Commuter Rail (separate layer)
-With the exception of really long lines, the commuter rail either becomes DMU-run or EMU-run
Northside
-Fitchburg Line extended to Gardner with branches to Worcester and Sudbury
-Bedford Line restored as an underground EMU branch, expanded to Lowell.
-regular Lowell Line realigned slightly, and extended to Concord NH
-Haverhill Line eats the Vermonter, and extends to Portland ME, with a branch to Portsmouth NH
-Newburyport/Rockport Lines don't change a whole ton

Southside
-Old Colony Lines get electrified
-South Coast Rail gets a few more stops
-Pawtucket Station on Providence Line is restored
-Frankline Line extends to Milford
-Short line service runs from Framingham to Millis and Walpole on the Frankin Line
-Worcester Line extended as an express to Springfield, branch to Leominster added (intersects with Fitchburg Line's Worcester branch in Clinton
-I forgot to add all the stops for the springfield extension, but basically it follows the old B&A line

Haha, 1000 years and Waltham still just gets DMU? I am going to piggy-back this idea and create a 2114 Crazy Pitch tomorrow. I love it!
 
If you're going for 2114 on this timescale, the Blue Line still won't yet be connected to the red at MGH...
 
So the state has already announced that the Silver Line is getting extended to Mystic Mall. Assuming this already happens, it doesn't seem too insane to run buses a little further. There's plenty of room for the busway at the very least up to 2nd Street; if you move the power lines and shift tracks by a couple feet back and forth, you might even be able to get as far as the 16/99 interchange.

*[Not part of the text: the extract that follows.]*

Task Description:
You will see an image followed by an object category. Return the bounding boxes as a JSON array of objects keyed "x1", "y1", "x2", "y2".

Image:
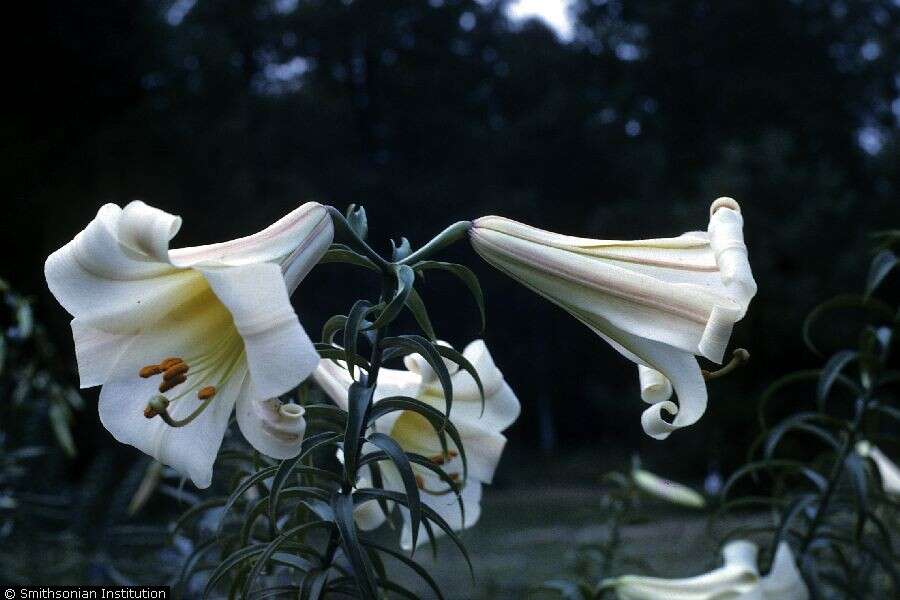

That puts you spitting distance from your choice of Wellington or Sullivan. Gives Chelsea better connectivity to Somerville (via Sullivan) and Back Bay (via Orange Line). Incredibly low barrier to entry - you could start it with a few hundred feet of asphalt even just to 3rd Street, plus a couple extra buses to support headways - and add busway sections and BRT elements as funds are available. If Wynn wins out, would be the cheapest way to get some form or transit to the casino. And I gotta say, it looks awfully ring-esque.